The Siren Land encloses the Sorrentine Peninsula and Capri, which together form the Southern arm of the Bay of Naples. This country was a favorite resort of Englishmen traveling abroad and it represented for most Northners the paradise of the Mediterranean South. This magnificent region was once isentified as the home of the Sirens, mythological creatures half human and half birds (Homer), that the Middle Ages turned into women fish. Starting from this ancient Siren myth, Douglas narrates the topographical and archeological features of the Bay of Naples. First he climbs on the highest hights and "grasps" the geography and the sprit of the palce, and then with his beautiful prose he stars heading back and forth between history and the present. However, as in other books of his (Old Calabria, for example) narrative and description are interrupted by the frequent insertion of moral essays, on ethics derivable from ruins, absence of sexual liberty in the European North and other such issues. Chapters deal with local winds (the famous Scirocco of Capri, a Southeastern wing that drives people crazy) and their folklore, the character of Tiberio (the Roman Emperor that decided to spend his last ten years of life in Capri and that here is called Timberio and has been unjustly treated by Roman historians), local ghosts (from dead maidens, to priests and hermits), and that of Sister Seraphina (Capri's patron saint that is plasmated on Saint Teresa d'Avila), caves (the Blue Grotto for first, but also many others) and their narrative, leisure, local wine (that at Douglas's time wasn't very good - differently to today, go there today and ask for Biancolella d'Ischia - note from Sabina).

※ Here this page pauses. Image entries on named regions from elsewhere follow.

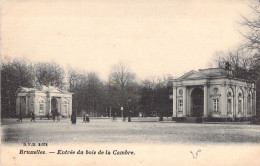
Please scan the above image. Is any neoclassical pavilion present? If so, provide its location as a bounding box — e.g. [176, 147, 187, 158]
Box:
[16, 86, 72, 117]
[172, 68, 256, 121]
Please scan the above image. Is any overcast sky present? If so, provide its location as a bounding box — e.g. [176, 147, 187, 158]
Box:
[1, 0, 252, 80]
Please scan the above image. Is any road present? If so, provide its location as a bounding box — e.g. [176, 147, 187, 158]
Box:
[2, 118, 260, 144]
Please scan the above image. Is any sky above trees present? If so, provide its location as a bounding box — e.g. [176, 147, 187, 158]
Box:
[1, 0, 256, 80]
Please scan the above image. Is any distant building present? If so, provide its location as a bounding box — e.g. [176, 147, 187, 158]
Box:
[173, 68, 256, 121]
[16, 86, 72, 117]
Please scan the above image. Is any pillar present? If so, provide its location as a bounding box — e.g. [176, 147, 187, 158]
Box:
[172, 87, 177, 117]
[203, 85, 208, 117]
[183, 86, 187, 116]
[243, 88, 248, 117]
[219, 84, 227, 117]
[68, 96, 72, 116]
[49, 96, 51, 115]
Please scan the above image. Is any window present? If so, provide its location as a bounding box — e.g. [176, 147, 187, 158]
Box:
[238, 100, 242, 113]
[247, 98, 252, 115]
[39, 104, 44, 114]
[179, 89, 183, 96]
[178, 100, 183, 112]
[213, 99, 219, 112]
[227, 99, 232, 114]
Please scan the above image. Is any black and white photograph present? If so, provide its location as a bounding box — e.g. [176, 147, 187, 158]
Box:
[0, 0, 260, 166]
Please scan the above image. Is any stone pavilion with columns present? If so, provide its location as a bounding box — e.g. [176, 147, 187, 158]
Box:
[172, 68, 256, 122]
[16, 86, 72, 118]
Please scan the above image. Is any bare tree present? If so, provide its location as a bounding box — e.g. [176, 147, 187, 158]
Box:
[1, 57, 34, 116]
[109, 62, 138, 117]
[34, 62, 65, 89]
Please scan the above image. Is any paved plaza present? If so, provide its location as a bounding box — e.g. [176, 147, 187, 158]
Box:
[2, 118, 260, 144]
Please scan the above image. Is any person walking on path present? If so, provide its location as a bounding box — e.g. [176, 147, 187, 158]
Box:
[86, 114, 89, 123]
[54, 108, 60, 122]
[71, 111, 77, 124]
[51, 109, 56, 122]
[82, 110, 86, 123]
[19, 112, 23, 122]
[31, 111, 35, 122]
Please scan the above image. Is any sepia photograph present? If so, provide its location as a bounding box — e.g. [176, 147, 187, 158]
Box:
[0, 0, 260, 166]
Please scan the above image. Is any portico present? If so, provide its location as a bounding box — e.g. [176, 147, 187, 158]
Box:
[173, 68, 256, 120]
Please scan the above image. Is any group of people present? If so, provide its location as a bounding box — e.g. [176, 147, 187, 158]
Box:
[71, 110, 89, 124]
[51, 108, 60, 122]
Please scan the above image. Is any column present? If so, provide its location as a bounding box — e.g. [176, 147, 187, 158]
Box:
[68, 96, 72, 116]
[203, 85, 208, 117]
[235, 86, 238, 117]
[243, 87, 248, 117]
[25, 95, 29, 114]
[219, 84, 227, 117]
[172, 87, 177, 117]
[252, 88, 256, 115]
[49, 96, 51, 115]
[183, 86, 187, 116]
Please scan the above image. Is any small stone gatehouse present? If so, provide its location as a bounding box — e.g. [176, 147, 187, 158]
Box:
[172, 68, 256, 121]
[16, 86, 72, 118]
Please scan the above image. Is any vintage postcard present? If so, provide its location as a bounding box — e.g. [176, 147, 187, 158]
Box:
[0, 0, 260, 166]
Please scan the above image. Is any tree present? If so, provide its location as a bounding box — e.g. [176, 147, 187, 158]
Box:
[1, 58, 34, 117]
[34, 62, 65, 89]
[140, 75, 173, 120]
[109, 62, 139, 115]
[68, 67, 106, 116]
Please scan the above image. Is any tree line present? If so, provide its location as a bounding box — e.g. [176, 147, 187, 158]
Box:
[210, 1, 260, 115]
[1, 1, 260, 117]
[1, 58, 172, 117]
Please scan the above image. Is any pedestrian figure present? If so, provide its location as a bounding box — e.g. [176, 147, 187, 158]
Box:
[82, 110, 86, 123]
[86, 114, 89, 123]
[112, 113, 117, 122]
[31, 111, 35, 122]
[19, 112, 23, 122]
[51, 109, 56, 122]
[54, 108, 60, 122]
[71, 111, 77, 124]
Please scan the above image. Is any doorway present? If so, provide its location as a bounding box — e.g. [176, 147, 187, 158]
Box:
[191, 88, 204, 117]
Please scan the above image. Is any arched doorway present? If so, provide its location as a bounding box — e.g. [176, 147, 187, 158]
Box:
[51, 97, 58, 111]
[191, 88, 204, 117]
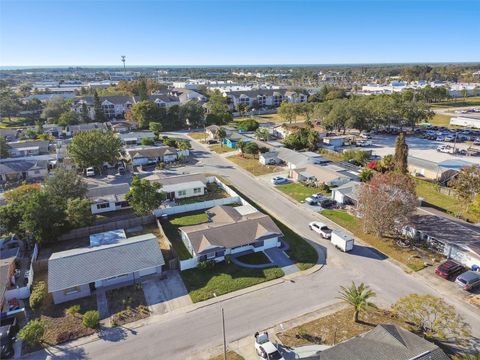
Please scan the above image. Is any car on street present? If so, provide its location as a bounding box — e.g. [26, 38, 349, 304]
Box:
[255, 332, 285, 360]
[308, 221, 332, 239]
[455, 270, 480, 290]
[272, 176, 288, 185]
[435, 260, 465, 280]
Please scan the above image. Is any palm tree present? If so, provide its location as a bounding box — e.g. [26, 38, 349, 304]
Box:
[216, 128, 227, 147]
[339, 281, 376, 322]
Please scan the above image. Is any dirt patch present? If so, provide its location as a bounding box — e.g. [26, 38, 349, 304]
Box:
[107, 284, 150, 326]
[277, 308, 405, 347]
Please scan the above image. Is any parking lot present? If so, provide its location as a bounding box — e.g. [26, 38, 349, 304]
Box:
[362, 134, 480, 164]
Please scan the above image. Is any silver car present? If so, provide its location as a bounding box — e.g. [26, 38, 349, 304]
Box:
[455, 270, 480, 290]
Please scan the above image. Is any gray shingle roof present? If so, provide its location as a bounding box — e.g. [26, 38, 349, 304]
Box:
[317, 325, 448, 360]
[48, 234, 165, 292]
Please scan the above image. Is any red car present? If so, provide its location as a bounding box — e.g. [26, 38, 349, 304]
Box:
[435, 260, 465, 280]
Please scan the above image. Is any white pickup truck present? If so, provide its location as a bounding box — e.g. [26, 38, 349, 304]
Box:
[308, 221, 332, 239]
[331, 231, 355, 252]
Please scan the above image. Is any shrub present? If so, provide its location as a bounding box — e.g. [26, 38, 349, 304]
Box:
[18, 320, 45, 347]
[82, 310, 100, 329]
[65, 305, 80, 316]
[29, 281, 47, 310]
[197, 260, 215, 270]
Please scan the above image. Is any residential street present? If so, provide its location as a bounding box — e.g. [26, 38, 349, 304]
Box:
[24, 134, 480, 360]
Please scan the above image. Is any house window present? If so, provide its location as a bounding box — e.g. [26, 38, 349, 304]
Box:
[63, 286, 80, 295]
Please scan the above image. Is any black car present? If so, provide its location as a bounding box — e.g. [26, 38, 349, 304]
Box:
[0, 325, 15, 359]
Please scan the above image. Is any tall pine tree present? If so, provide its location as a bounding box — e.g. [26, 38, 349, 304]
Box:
[93, 90, 107, 122]
[394, 132, 408, 174]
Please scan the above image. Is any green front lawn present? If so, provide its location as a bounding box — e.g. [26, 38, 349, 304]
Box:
[321, 210, 425, 271]
[277, 182, 321, 203]
[181, 263, 284, 302]
[229, 184, 318, 270]
[237, 251, 270, 265]
[162, 212, 208, 260]
[227, 154, 282, 176]
[415, 179, 480, 223]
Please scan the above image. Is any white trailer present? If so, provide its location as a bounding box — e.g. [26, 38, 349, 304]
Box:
[331, 231, 354, 252]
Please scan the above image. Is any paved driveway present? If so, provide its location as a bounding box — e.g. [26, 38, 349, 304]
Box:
[264, 248, 299, 275]
[143, 271, 192, 314]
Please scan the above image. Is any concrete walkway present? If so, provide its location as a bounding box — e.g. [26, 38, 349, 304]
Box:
[95, 288, 110, 319]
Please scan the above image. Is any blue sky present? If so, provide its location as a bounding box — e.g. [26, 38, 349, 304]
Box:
[0, 0, 480, 66]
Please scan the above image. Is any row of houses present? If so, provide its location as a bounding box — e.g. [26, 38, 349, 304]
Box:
[72, 89, 207, 120]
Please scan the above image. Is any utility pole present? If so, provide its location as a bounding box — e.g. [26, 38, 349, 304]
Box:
[222, 307, 227, 360]
[122, 55, 127, 76]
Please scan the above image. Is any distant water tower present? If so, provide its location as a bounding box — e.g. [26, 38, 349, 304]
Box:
[122, 55, 127, 75]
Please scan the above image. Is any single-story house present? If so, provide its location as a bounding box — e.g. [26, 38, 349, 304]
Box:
[0, 247, 19, 313]
[65, 122, 108, 136]
[118, 131, 156, 146]
[180, 206, 283, 268]
[223, 133, 251, 149]
[332, 181, 360, 205]
[408, 156, 475, 183]
[110, 121, 137, 134]
[48, 234, 165, 304]
[127, 146, 178, 166]
[0, 160, 48, 182]
[403, 215, 480, 268]
[291, 164, 350, 187]
[258, 150, 282, 165]
[277, 148, 330, 170]
[309, 324, 449, 360]
[145, 174, 208, 200]
[205, 125, 220, 140]
[87, 183, 130, 214]
[8, 141, 49, 157]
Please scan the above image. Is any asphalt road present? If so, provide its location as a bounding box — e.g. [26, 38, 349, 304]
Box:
[26, 134, 480, 360]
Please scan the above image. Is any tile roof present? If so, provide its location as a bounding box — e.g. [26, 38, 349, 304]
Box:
[48, 234, 165, 292]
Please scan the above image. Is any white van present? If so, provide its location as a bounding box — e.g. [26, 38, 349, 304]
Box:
[331, 231, 354, 252]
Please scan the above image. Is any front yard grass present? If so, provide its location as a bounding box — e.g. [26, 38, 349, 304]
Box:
[106, 284, 150, 326]
[321, 210, 425, 271]
[415, 179, 480, 223]
[181, 262, 284, 303]
[229, 184, 318, 270]
[277, 182, 322, 203]
[227, 154, 282, 176]
[209, 144, 237, 154]
[161, 211, 208, 260]
[277, 307, 408, 347]
[209, 350, 245, 360]
[237, 251, 271, 265]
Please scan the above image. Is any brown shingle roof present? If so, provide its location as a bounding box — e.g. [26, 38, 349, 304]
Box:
[180, 206, 283, 254]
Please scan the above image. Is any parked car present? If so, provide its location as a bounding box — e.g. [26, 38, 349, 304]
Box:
[435, 260, 465, 280]
[308, 221, 332, 239]
[272, 176, 288, 185]
[255, 332, 285, 360]
[455, 270, 480, 290]
[305, 194, 324, 205]
[331, 232, 355, 252]
[0, 325, 15, 359]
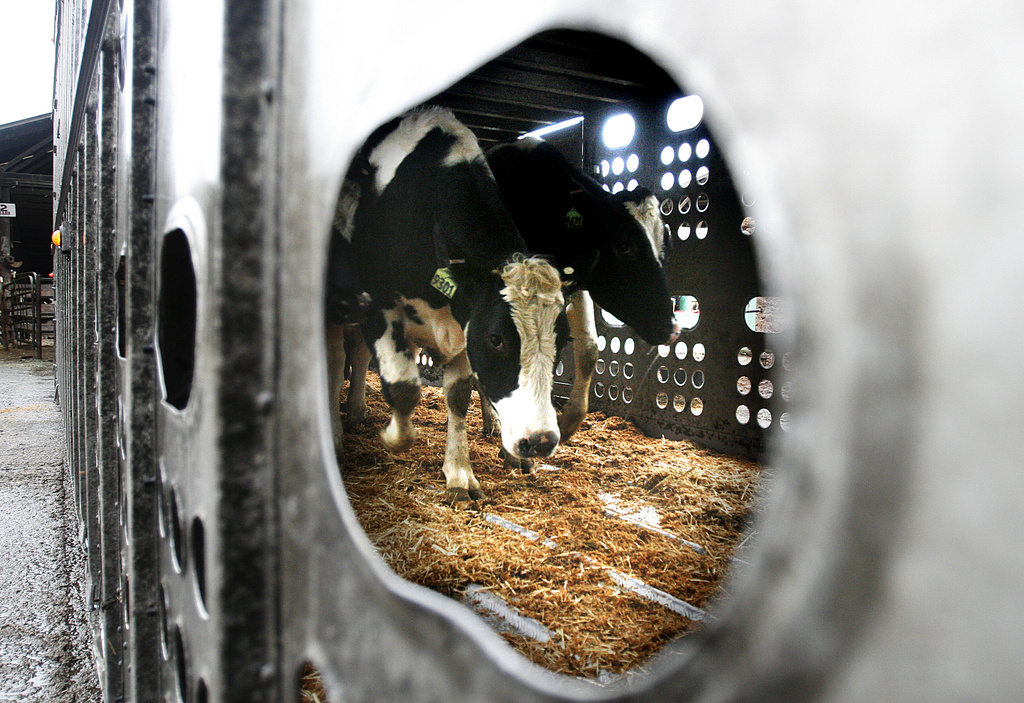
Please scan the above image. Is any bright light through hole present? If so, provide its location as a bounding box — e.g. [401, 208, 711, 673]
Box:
[601, 113, 637, 149]
[665, 95, 703, 132]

I am sure many readers will find this book difficult to read, because of the pre-modern sensibility of the Author. His humoristic Nietzschean naughtiness and the puritan determination of his atheism and hedonism, together with the eccentric attitude of the typical British abroad may seem fastidious to modern Europeans today, but if the approach to the read is orientated toward and antiquarian fascination with language and humanism intentended as the satisfaction of curiosity of one's whereabouts and nothing else, there is no book more pleasant expecially if you are resting on a balcony overlooking the Bay of Naples on a summer afternoon.
I must add a personal note. I bought this book during my honeymoon in Capri and have always treasured it in this edition but I hope it will be republished possibly with notes. To Italians Norman Douglas was a precious friend, he was elected honorary citizen of Capri after WWII and here he successively committed suicide many years later after having become one of the Island's monuments. Naturally time has taken his toll on this eccentric Englishman, but I believe he still inhabits the Island.